Rhonda from Pasadena sent us this question: “I had the gastric sleeve in Tijuana Mexico Feb 2015.  All was good the first couple years.  Since then I have had heartburn that is getting progressively worse.  I have been prescribed 40MG Pantoprazole twice /day. My question: Is gastric bypass the only solution for curing this acid reflux?”

Dear Rhonda,

Late onset acid reflux, many years after sleeve gastrectomy, is indicative of either recurrent hiatal hernia or new hiatal hernia formation. Recurrent hiatal hernia may develop secondary to weight regain or incomplete esophageal mobilization during initial repair. De novo hiatal hernia following sleeve gastrectomy may result from functional narrowing of gastric sleeve lumen. Functional narrowing occurs when the incisura angularis, the junction between lower one third and upper two thirds of the stomach is narrowed during gastric sleeve surgery.
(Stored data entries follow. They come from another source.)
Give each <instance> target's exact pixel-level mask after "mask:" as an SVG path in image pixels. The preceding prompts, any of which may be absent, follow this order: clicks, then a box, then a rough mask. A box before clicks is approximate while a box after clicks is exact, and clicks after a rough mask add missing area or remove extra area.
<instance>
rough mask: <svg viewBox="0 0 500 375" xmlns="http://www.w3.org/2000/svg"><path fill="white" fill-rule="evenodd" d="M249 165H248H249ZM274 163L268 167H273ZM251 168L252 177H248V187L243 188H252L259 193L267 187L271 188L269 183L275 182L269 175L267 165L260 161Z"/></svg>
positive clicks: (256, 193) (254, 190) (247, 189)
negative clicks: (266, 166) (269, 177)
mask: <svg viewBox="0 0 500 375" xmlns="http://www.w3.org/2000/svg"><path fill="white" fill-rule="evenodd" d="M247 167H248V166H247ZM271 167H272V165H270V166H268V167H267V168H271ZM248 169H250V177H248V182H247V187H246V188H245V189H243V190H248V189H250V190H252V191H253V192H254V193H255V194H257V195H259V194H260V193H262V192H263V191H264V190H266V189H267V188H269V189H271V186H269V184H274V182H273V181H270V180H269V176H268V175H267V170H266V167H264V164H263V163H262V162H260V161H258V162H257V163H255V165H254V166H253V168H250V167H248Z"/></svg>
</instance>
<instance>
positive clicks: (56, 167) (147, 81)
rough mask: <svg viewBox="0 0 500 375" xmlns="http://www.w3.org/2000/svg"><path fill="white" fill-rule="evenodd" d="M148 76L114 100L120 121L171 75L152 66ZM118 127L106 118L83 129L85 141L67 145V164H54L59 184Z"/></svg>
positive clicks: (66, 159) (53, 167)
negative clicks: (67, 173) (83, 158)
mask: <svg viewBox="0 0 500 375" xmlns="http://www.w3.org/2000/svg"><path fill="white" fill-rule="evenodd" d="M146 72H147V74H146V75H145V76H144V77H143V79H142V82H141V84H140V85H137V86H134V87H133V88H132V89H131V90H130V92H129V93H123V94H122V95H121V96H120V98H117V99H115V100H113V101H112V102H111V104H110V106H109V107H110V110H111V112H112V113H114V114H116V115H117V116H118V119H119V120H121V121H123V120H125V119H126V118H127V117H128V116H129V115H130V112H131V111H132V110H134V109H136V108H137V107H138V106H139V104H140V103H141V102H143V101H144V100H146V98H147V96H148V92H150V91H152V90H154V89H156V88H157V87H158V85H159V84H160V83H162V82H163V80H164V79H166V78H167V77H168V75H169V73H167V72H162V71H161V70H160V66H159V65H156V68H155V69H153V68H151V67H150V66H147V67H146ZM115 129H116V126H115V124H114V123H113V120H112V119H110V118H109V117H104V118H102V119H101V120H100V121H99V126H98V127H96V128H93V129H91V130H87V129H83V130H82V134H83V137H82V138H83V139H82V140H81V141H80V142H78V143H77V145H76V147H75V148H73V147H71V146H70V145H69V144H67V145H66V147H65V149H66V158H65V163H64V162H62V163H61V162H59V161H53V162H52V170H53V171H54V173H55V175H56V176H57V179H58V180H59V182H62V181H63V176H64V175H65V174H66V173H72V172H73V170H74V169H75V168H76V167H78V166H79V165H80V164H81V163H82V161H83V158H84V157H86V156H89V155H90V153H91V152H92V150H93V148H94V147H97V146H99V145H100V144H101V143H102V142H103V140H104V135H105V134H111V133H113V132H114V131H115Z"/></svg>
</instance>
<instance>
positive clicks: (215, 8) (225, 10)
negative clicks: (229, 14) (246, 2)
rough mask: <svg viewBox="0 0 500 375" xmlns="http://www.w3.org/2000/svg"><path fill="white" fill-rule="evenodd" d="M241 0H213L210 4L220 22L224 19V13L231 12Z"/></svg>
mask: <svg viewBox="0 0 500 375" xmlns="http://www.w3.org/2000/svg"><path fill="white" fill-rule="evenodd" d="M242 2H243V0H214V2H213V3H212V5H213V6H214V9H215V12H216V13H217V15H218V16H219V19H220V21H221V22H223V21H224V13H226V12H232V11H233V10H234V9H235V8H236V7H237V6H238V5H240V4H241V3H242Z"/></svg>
It is a fairly common mistake when bariatric surgeons use a very small size bougie during sleeve gastrectomy.

Functional narrowing of incisura angularis alters gastric emptying pattern and promotes backflow of gastric content towards the esophagus. Initially, in the setting of a competent acid reflux barrier, you will not have acid reflux. With time, the anti-reflux barrier fails, and acid reflux develops. This result in several acid reflux related symptoms like heartburn and food regurgitation. Acid reflux is a major cause of hiatal hernia development. Consequently, a hiatal hernia slowly develops leading to gradual gastric sleeve migration into the chest. When part of the gastric sleeve lumen is in the chest, bile reflux in addition to acid reflux develop and GERD symptoms worsen to the point that high dose PPIs no longer control symptoms.

The treatment for acid reflux after sleeve gastrectomy entails hiatal hernia repair with or without gastric bypass. In the absence of gastric sleeve narrowing, hiatal hernia repair is more than enough to restore the anti-reflux barrier and control acid reflux. If, however, the gastric sleeve is narrowed, conversion to gastric bypass is needed in addition to hiatal hernia repair.